Brożek to nie tylko najskuteczniejszy zawodnik Wisły w bieżącym sezonie. 30-latek ma na koncie również 4 asysty i jedną preasystę. Na 15 trafień Białej Gwiazdy z nim w składzie, miał bezpośredni udział aż przy 11!
Co ciekawe, Legia to ulubiony rywal "Brozia". W meczach ze stołeczną drużyną 37-krotny reprezentant Polski zdobył już 10 goli. Tyle samo bramek strzelił tylko Lechowi Poznań.
Trener Smuda nie będzie mógł z Legią skorzystać tylko z Marko Jovanovicia, który po derbach Krakowa leczy uraz mięśnia dwugłowego. Zagrać może narzekający na mięsień przywodziciel uda Łukasz Burliga. Również Wildedonald Guerrier jest gotowy do gry.
- Guerrier jeszcze odczuwał boleści. Na sto procent na niego nie można jeszcze liczyć, ale na takie wejście, jak z Piastem Gliwice, można liczyć - mówi Smuda, mając na myśli okraszony golem debiut Haitańczyka w Wiśle.

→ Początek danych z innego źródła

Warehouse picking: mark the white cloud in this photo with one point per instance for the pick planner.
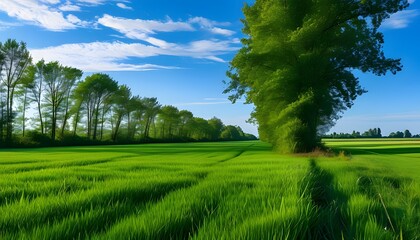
(123, 6)
(222, 31)
(209, 25)
(6, 25)
(43, 13)
(142, 29)
(400, 19)
(69, 7)
(92, 2)
(101, 56)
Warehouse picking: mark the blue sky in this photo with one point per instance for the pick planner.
(178, 51)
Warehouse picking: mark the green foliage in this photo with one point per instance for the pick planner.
(297, 60)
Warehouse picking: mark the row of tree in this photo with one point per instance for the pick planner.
(297, 64)
(372, 133)
(97, 108)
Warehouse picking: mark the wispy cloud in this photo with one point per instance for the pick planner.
(210, 26)
(100, 56)
(69, 7)
(400, 19)
(140, 29)
(48, 14)
(123, 6)
(6, 25)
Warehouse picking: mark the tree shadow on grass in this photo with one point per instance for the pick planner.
(384, 150)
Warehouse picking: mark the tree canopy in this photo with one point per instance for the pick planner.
(297, 60)
(69, 110)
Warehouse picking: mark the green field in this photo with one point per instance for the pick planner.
(231, 190)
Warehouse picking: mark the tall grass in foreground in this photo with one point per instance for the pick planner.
(235, 190)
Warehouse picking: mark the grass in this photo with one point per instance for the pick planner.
(230, 190)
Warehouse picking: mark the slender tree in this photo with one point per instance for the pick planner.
(151, 108)
(297, 60)
(37, 90)
(119, 100)
(71, 77)
(15, 59)
(94, 94)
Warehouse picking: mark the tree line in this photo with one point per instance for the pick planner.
(66, 109)
(372, 133)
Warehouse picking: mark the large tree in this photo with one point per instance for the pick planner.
(297, 63)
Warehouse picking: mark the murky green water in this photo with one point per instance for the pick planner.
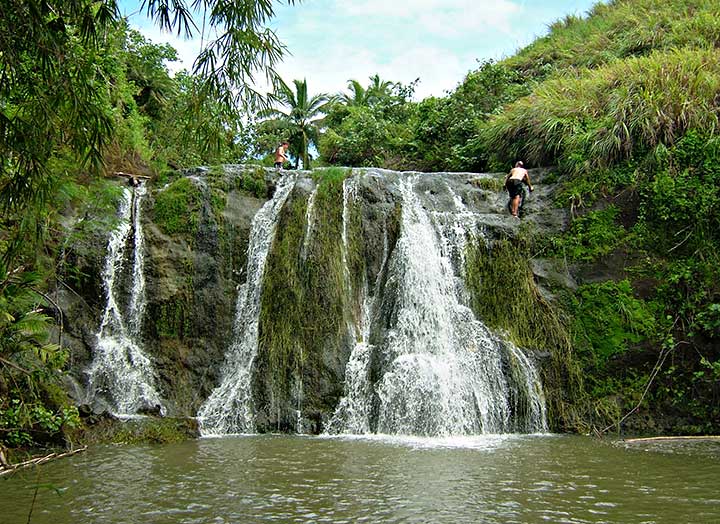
(295, 479)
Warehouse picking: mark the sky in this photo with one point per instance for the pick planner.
(438, 41)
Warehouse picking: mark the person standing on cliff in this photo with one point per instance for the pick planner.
(514, 180)
(281, 154)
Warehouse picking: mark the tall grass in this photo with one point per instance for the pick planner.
(596, 118)
(620, 29)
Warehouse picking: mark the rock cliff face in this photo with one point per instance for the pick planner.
(335, 287)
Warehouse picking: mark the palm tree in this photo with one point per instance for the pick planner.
(378, 89)
(357, 96)
(300, 113)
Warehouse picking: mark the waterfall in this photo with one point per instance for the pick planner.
(309, 222)
(121, 373)
(442, 371)
(229, 408)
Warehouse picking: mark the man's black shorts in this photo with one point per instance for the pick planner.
(514, 187)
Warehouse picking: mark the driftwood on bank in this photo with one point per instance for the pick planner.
(11, 468)
(709, 438)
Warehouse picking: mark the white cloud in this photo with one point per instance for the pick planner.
(439, 41)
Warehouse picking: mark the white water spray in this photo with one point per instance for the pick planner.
(229, 408)
(121, 374)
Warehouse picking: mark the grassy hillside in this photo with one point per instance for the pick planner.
(626, 104)
(620, 29)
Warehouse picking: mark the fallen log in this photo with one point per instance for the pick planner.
(710, 438)
(11, 468)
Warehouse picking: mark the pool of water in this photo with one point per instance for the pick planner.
(503, 479)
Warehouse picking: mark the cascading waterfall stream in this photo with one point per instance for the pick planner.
(121, 374)
(309, 222)
(442, 370)
(229, 408)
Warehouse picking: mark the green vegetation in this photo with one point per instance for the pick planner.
(623, 103)
(176, 208)
(503, 293)
(297, 118)
(305, 300)
(83, 96)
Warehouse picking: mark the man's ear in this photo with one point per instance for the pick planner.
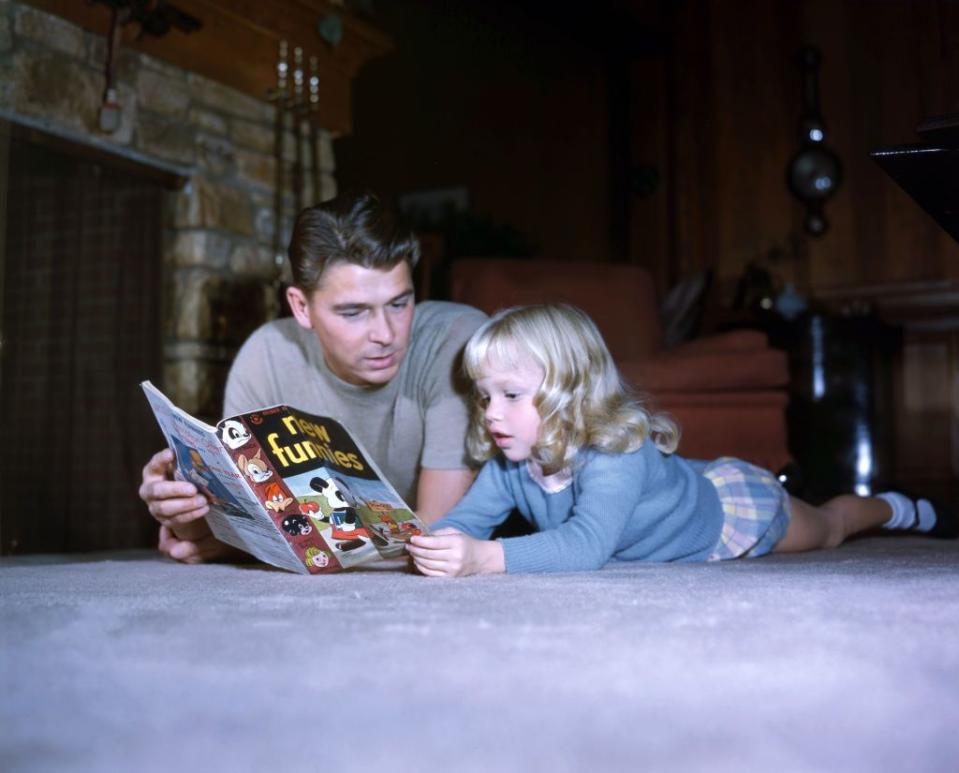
(300, 306)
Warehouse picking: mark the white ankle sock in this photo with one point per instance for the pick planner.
(905, 512)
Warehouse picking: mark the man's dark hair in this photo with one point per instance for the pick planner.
(347, 229)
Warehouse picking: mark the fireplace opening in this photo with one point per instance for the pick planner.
(82, 285)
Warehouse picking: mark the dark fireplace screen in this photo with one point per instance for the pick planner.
(80, 328)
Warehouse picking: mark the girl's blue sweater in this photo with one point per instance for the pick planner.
(640, 506)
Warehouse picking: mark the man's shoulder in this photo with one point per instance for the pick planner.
(279, 330)
(278, 338)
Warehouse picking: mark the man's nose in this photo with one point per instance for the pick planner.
(381, 329)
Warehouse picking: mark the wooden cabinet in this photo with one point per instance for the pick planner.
(925, 399)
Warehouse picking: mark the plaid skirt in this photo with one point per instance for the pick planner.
(755, 505)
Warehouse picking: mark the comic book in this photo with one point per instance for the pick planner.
(295, 490)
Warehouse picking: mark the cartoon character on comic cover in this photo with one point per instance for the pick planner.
(347, 528)
(193, 468)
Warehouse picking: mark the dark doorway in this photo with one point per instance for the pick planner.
(80, 329)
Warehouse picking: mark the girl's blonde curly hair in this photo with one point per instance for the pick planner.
(582, 400)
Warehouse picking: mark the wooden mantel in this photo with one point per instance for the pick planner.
(239, 42)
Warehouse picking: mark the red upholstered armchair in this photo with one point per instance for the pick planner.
(727, 391)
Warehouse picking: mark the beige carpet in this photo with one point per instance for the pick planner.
(839, 661)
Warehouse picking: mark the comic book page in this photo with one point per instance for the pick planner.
(236, 516)
(320, 486)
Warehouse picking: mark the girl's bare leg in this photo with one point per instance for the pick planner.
(830, 524)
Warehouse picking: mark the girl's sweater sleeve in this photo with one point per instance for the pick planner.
(484, 507)
(608, 496)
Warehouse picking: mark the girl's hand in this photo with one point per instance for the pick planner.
(450, 553)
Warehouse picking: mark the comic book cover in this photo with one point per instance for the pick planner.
(295, 490)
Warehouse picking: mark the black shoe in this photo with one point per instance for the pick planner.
(946, 525)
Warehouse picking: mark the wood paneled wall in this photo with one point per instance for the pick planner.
(718, 116)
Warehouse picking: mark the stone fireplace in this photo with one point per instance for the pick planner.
(215, 145)
(207, 227)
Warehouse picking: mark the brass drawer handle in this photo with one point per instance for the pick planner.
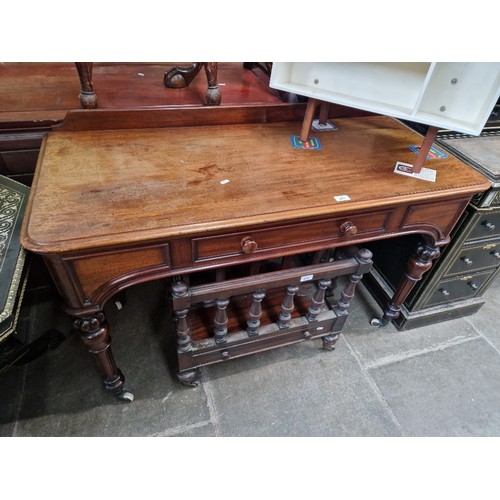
(248, 244)
(348, 228)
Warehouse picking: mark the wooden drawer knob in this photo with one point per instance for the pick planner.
(348, 228)
(248, 244)
(488, 225)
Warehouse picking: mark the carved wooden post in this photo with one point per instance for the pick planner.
(255, 313)
(213, 96)
(94, 332)
(220, 321)
(287, 306)
(364, 258)
(180, 289)
(180, 77)
(418, 264)
(88, 99)
(318, 299)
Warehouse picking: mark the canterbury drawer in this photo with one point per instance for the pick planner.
(461, 287)
(309, 233)
(475, 257)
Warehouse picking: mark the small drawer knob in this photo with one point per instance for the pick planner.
(248, 244)
(348, 228)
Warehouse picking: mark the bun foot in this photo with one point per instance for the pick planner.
(329, 341)
(191, 378)
(88, 100)
(213, 97)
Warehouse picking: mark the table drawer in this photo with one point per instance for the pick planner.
(302, 234)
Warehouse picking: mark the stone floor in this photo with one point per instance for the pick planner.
(441, 380)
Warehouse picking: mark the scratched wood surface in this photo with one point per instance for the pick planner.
(109, 187)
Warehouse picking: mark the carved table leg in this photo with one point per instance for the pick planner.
(180, 77)
(88, 99)
(213, 96)
(187, 377)
(418, 264)
(94, 331)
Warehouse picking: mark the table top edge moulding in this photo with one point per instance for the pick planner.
(136, 185)
(109, 209)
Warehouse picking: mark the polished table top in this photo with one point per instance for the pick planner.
(98, 188)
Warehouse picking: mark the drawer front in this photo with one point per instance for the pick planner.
(461, 287)
(265, 240)
(476, 257)
(488, 225)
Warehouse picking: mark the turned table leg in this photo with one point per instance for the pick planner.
(88, 99)
(418, 264)
(94, 332)
(180, 77)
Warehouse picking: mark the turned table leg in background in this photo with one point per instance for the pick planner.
(180, 77)
(88, 99)
(94, 332)
(418, 264)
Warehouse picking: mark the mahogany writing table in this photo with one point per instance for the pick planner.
(112, 208)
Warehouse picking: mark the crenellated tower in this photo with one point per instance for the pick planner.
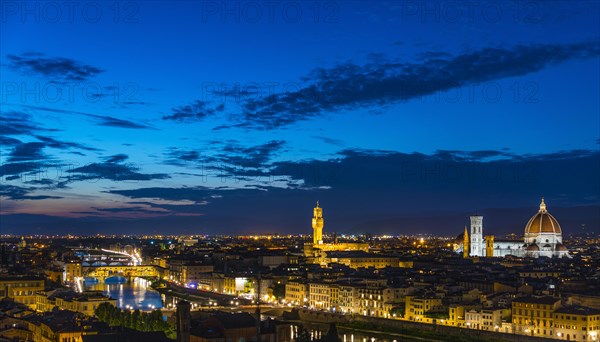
(466, 243)
(318, 225)
(476, 236)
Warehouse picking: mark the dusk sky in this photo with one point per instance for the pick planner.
(210, 117)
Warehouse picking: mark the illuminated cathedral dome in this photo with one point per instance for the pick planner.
(542, 223)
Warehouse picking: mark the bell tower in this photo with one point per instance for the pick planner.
(466, 244)
(318, 225)
(476, 236)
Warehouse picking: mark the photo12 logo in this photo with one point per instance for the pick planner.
(68, 92)
(71, 12)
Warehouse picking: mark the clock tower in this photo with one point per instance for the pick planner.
(318, 225)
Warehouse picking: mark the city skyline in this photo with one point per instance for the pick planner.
(145, 117)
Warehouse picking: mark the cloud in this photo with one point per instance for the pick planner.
(53, 143)
(27, 152)
(102, 120)
(6, 141)
(380, 82)
(249, 157)
(112, 171)
(330, 141)
(117, 158)
(195, 111)
(52, 67)
(18, 123)
(18, 193)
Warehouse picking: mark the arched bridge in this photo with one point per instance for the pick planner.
(103, 272)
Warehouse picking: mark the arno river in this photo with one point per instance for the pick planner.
(139, 295)
(135, 295)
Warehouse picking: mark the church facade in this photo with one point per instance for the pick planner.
(542, 238)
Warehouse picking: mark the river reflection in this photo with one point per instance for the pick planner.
(317, 331)
(134, 295)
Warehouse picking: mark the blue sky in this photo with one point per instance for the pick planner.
(191, 117)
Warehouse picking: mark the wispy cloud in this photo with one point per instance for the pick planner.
(52, 67)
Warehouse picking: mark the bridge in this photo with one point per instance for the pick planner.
(129, 272)
(106, 257)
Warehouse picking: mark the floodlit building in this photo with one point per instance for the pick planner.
(542, 237)
(318, 246)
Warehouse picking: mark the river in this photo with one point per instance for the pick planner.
(134, 295)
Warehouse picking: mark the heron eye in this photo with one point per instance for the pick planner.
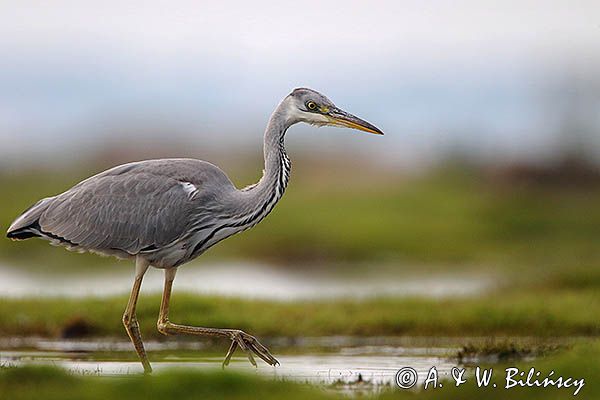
(311, 105)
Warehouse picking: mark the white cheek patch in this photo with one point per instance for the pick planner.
(189, 188)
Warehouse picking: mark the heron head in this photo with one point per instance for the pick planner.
(312, 107)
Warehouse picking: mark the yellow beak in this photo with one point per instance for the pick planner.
(339, 117)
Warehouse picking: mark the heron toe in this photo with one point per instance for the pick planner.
(251, 346)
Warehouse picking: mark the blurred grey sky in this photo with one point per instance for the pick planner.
(494, 79)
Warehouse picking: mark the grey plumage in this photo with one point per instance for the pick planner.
(166, 212)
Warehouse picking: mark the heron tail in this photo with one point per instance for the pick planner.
(27, 224)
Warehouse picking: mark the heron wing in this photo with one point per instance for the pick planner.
(132, 208)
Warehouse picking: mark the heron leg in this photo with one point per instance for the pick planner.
(238, 338)
(129, 318)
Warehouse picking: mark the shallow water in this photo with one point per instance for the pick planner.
(375, 364)
(246, 281)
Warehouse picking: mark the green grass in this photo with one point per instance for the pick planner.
(22, 383)
(535, 312)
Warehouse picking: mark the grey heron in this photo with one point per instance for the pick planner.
(164, 213)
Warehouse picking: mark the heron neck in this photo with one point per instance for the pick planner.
(269, 189)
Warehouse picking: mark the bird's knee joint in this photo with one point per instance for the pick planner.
(163, 327)
(129, 320)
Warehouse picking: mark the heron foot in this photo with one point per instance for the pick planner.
(250, 345)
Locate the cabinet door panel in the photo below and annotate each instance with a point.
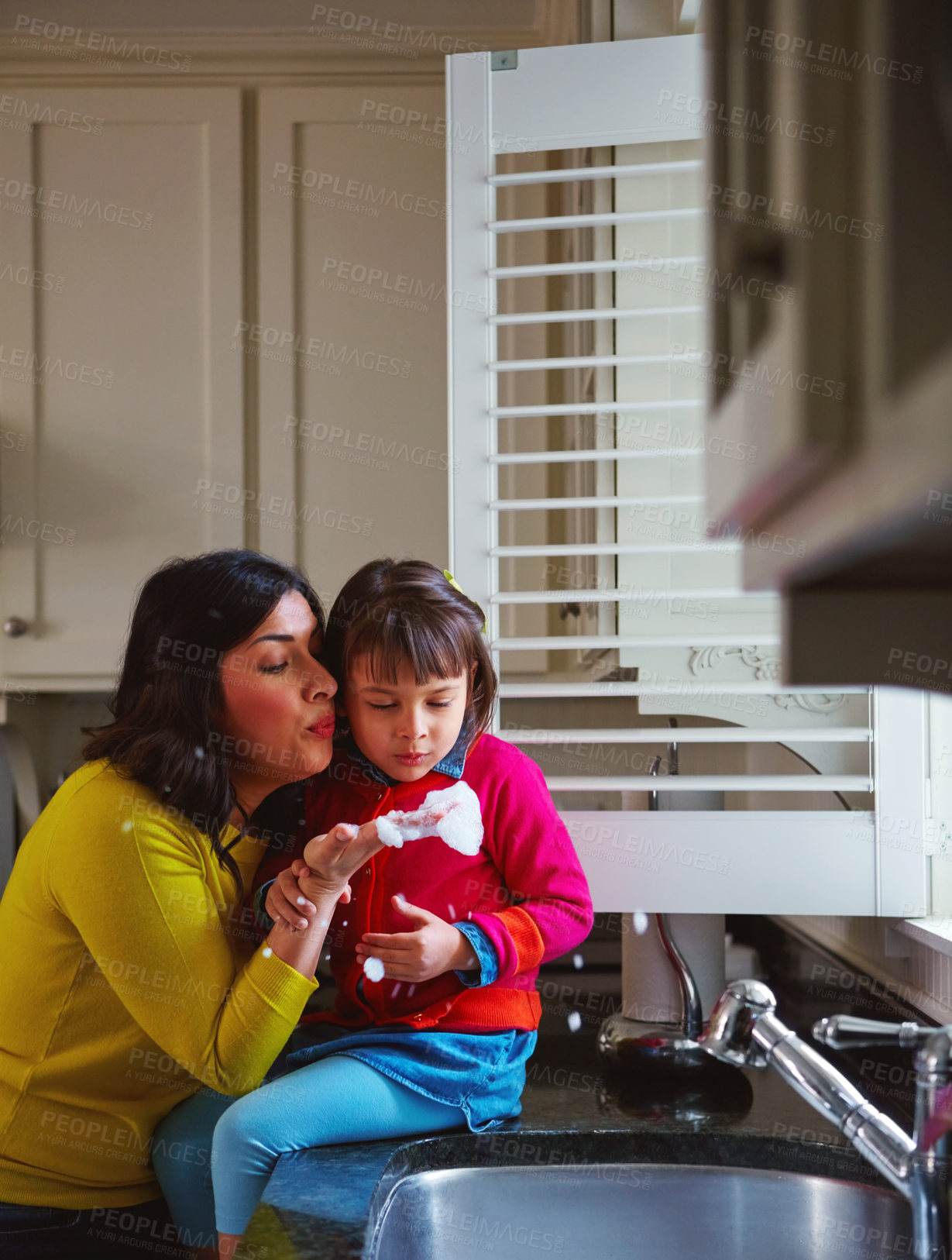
(352, 346)
(120, 380)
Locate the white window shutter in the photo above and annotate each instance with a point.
(630, 629)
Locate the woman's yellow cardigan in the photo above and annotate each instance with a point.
(130, 976)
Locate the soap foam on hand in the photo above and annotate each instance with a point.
(373, 969)
(451, 813)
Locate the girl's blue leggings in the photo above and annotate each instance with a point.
(239, 1141)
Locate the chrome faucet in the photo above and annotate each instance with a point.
(744, 1031)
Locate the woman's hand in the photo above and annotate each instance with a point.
(332, 859)
(287, 903)
(432, 948)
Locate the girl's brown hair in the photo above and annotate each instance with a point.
(396, 610)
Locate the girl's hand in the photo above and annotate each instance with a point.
(432, 948)
(286, 900)
(332, 859)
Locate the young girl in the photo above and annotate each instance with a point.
(442, 1038)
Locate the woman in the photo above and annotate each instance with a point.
(131, 973)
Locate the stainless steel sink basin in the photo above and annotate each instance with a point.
(638, 1213)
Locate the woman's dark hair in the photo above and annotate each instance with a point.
(188, 614)
(396, 610)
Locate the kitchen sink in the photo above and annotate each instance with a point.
(636, 1211)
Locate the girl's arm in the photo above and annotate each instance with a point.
(531, 845)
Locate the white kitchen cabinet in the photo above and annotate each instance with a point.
(121, 391)
(831, 177)
(350, 343)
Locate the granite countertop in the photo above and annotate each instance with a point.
(319, 1203)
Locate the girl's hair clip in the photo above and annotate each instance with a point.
(452, 581)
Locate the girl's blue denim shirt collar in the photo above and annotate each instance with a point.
(452, 764)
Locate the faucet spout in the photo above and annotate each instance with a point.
(744, 1031)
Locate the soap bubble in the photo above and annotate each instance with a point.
(373, 969)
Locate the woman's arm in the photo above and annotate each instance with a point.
(143, 895)
(332, 857)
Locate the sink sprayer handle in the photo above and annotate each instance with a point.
(847, 1032)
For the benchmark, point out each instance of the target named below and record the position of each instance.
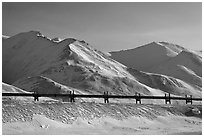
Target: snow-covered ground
(97, 118)
(33, 62)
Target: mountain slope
(143, 57)
(178, 62)
(32, 61)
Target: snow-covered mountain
(164, 58)
(33, 62)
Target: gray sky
(109, 26)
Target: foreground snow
(98, 118)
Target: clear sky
(108, 26)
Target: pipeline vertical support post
(36, 97)
(137, 98)
(106, 97)
(73, 100)
(72, 96)
(167, 99)
(191, 99)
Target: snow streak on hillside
(164, 58)
(34, 62)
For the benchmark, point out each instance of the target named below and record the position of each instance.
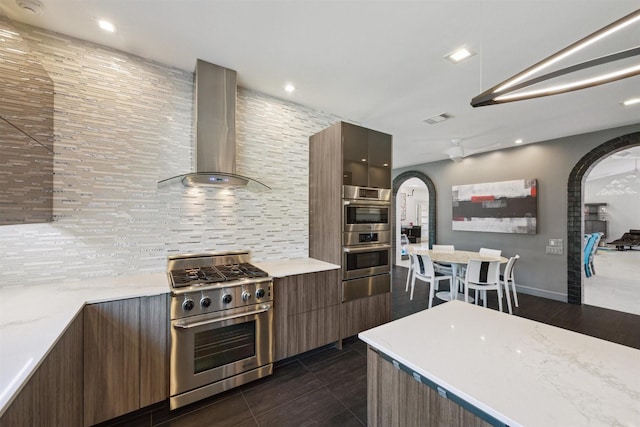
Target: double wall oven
(221, 324)
(366, 243)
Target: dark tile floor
(328, 387)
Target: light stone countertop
(295, 266)
(33, 318)
(521, 372)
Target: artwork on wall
(496, 207)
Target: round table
(456, 259)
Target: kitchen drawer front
(366, 287)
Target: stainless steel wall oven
(221, 325)
(366, 251)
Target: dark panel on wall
(26, 133)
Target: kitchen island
(460, 364)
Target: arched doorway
(574, 210)
(397, 182)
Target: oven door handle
(367, 248)
(264, 309)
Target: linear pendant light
(507, 90)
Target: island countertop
(518, 371)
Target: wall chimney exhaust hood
(215, 115)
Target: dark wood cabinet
(307, 309)
(345, 154)
(366, 157)
(125, 356)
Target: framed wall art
(496, 207)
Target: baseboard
(557, 296)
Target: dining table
(457, 259)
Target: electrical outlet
(554, 250)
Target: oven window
(357, 261)
(221, 346)
(367, 215)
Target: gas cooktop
(204, 269)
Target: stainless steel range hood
(215, 115)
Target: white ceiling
(377, 63)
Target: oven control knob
(187, 305)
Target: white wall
(623, 211)
(121, 123)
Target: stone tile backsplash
(122, 123)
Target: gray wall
(551, 163)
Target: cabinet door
(307, 312)
(355, 155)
(111, 359)
(154, 351)
(379, 150)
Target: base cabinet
(364, 313)
(125, 356)
(307, 308)
(53, 395)
(395, 398)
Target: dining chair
(483, 276)
(508, 278)
(410, 272)
(423, 270)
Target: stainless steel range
(221, 324)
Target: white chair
(423, 270)
(509, 278)
(483, 276)
(410, 272)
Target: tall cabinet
(346, 154)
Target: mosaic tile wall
(121, 123)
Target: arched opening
(397, 183)
(575, 210)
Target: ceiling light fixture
(438, 118)
(106, 25)
(459, 55)
(506, 91)
(34, 7)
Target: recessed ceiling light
(438, 118)
(106, 25)
(459, 55)
(33, 7)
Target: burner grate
(190, 276)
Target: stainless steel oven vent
(215, 115)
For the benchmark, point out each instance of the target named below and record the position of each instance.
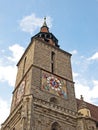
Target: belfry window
(52, 61)
(24, 65)
(55, 126)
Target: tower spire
(45, 24)
(44, 27)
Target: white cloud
(4, 110)
(74, 52)
(94, 56)
(89, 93)
(8, 67)
(31, 23)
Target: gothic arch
(55, 126)
(53, 100)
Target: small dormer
(46, 36)
(83, 109)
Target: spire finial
(81, 97)
(44, 24)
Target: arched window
(55, 126)
(53, 100)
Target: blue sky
(73, 22)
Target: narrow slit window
(24, 65)
(52, 61)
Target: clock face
(20, 91)
(54, 84)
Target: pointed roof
(44, 28)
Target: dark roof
(93, 109)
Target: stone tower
(44, 97)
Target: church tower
(44, 97)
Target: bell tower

Na skutki jesiennego załamania pogody narzeka natomiast sam krakowski szkoleniowiec, który w czasie piątkowej konferencji prasowej mocno pokaszliwał. Nie dopuszcza jednak takiej możliwości, że choroba nie wpuści go na ławkę trenerską: - Chyba musiałbym być cały w gipsie, żeby nie wyjść na mecz (śmiech).